Theoretics at their finest hour.
Last night we saw a rare glimpse of theoretic heaven, though. As the age old adage goes, "It's a hell of a lot harder to shoot over two 7 footers than one." The Celtics sat outside and took bad jumpers while Marc and Thabeet held down the paint using fear to block more shots then their gangly arms.
Could Hasheem Thabeet be the Grizzlies key big man off the bench? Last night he really looked like he could fill about 8-10 minutes for Z-Bo and another 8-10 for Marc, which saves Haddadi and Arthur just a handful of minutes to scrap over.
Would having Hasheem Thabeet as the unquestioned super-sized substitute be a good thing, though? Well that's an entirely different question.
Looking at Thabeet statistically, it's actually quite clear that the big guy isn't nearly as bad of a player as we've easily confused him for. Hasheem sports an offensive rating of 117 (!) and a defensive rating of 104. Surprised? As well you should be.
Now obviously this is in a limited sample size, but I would argue that the human eye and evaluation mechanisms are at least equally, if not more, prejudiced against a small sample. How does the stat-head's saying go? "You can watch a single game much better with your eyes, but stats can watch all the games."
This effect is likely multiplied on Hasheem Thabeet. He's so far under the critical microscope because of the great play by more flashy point guards like Tyreke Evans and Stephen Curry, that we're watching more for the impossibly stupid plays that Thabeet makes then the shot alterations and tipped rebounds. And it certainly doesn't help one bit that the kinds of plays Thabeet excels in, namely defensive ones, are already often statistically forgotten.
Admittedly he does have obvious, true flaws. I've gone on at length about these in the past, but I'm willing to repeat for the sake of clarity and fullness of argument. Thabeet is still scared of contact on screens, releasing way too early. He still is a poor post-scorer, of course. He'll still foul way too often (not too often for 18 minutes, though). His defense against excellent ball-movement, such as last-second passes, etc., is still bad. I'm not convinced that his attitude is excellent or even existent.
But he does have true advantages, too. His offensive rebound totals are excellent, especially since the majority of his minutes were logged with Zach Randolph next to him. He shoots a great percentage, especially compared to Haddadi. He blocks 8% of all freaking shots when he's on the court.
Furthermore, I'd like to submit that Thabeet's advanced statistics might be truer than the reports our eyes send us because of something I'll call "The Yao Effect." The Yao Effect is, simply put, that we constantly believe the game should be easier for the big fellows on the court just because they're big. In other words, we don't really recognize how excellent a player like Yao Ming is because all we see is that he's 7 feet and 6 inches tall. In our minds it's like, "Duh. Of course he's good, he's huge. Shit, he should be doing more." Dwight Howard suffers this very same fate.

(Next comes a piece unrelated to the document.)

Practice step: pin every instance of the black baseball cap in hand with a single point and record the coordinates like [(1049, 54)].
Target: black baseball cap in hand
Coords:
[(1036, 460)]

Perhaps Thabeet's predicament is actually more like D12's. He is tremendously athletically gifted for his size, and so we assume that he should be just ripping down boards, slamma-jamming every pitch-pass, and swatting 10 shots a game.
Problem is, that's not quite how coordination works. I'm 6 foot 4 inches tall and I can barely cross behind my back. I'm forced to play power forward or center in almost every rec-league game of my life. I only have slightly above average body control for a big man, and I'm a foot shorter than Hasheem Thabeet.

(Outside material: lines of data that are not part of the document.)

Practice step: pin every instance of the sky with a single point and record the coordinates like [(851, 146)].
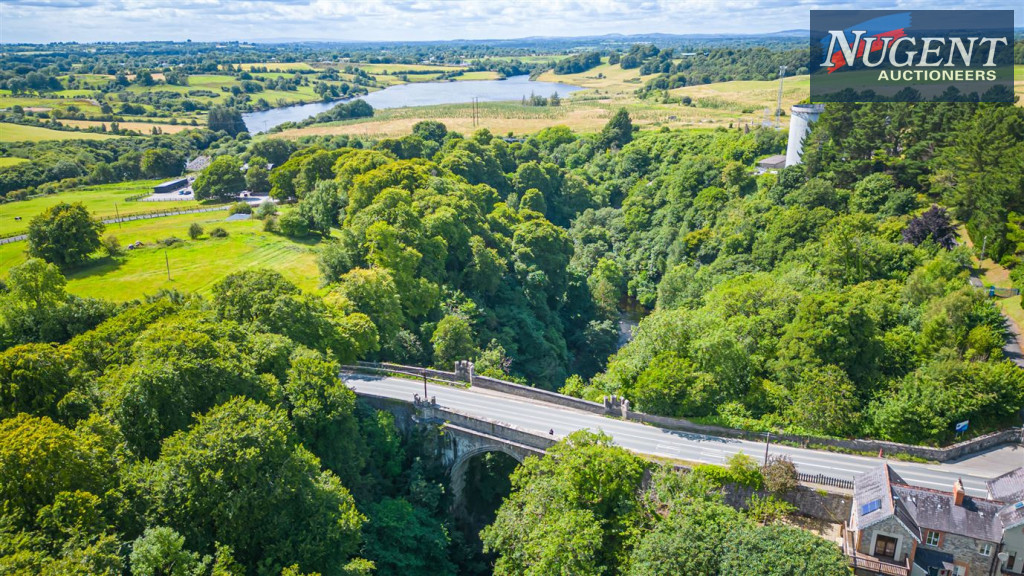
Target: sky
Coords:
[(267, 21)]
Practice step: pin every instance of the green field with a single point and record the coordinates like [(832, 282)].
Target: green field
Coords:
[(275, 66), (5, 162), (17, 133), (82, 105), (196, 265), (104, 201), (478, 75), (399, 68)]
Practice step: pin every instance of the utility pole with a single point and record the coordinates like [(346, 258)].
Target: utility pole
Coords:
[(778, 106)]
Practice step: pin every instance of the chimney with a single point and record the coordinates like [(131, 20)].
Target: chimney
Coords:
[(958, 493)]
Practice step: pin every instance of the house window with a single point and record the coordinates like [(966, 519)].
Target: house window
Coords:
[(885, 545)]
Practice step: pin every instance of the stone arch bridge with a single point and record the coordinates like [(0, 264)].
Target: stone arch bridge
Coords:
[(464, 437)]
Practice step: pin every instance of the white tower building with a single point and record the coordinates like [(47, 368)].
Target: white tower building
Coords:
[(800, 124)]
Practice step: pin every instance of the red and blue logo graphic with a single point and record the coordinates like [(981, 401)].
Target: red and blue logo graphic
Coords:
[(891, 26)]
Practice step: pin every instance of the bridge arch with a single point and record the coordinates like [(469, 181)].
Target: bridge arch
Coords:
[(463, 446)]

As much as the game is made easier by being taller, I suppose it's also probably complicated by being enormous. So when we see Hasheem Thabeet do some really, really awkward things, it stands out for us; it shouldn't stand out, that's just how tall people move.
Back to the advantages, though. By being enormous and having both quicks and hops, Thabeet causes a lot of problems on the defensive end that we never see. We do see him hitting his head on the rim trying to block a shot or him making a late (or wrong) rotation, but we don't see teams never getting into the paint or not getting layups. Why? Because Thabeet's presence made them never happen.
After watching last night, I'm fully convinced that Coach Hollins should be playing Thabeet at least 18 minutes a game every single game. The Grizzlies defense looked lock-down good with him on the floor. You might argue that it was just one game, I'd argue it appeared to be fully within what his underlying statistics would expect.
Don't take this as a totally apologist stance on Thabeet, because I still would vastly prefer to be writing about Tyreke Evans, Stephen Curry, or Brandon Jennings starting and Mike Conley playing 6th man. But truly, depending on what stats you go by, Hasheem Thabeet is clearly valuable to this Grizzlies team.
Still, he will have to convince Coach Hollins that a single bone-headed play doesn't mean that he needs to sit the rest of the game (what game doesn't Marcus Williams make a stupid in) because -- using, or in spite of, his size and athleticism -- Hasheem Thabeet seems capable to contribute more than we've ever seen before.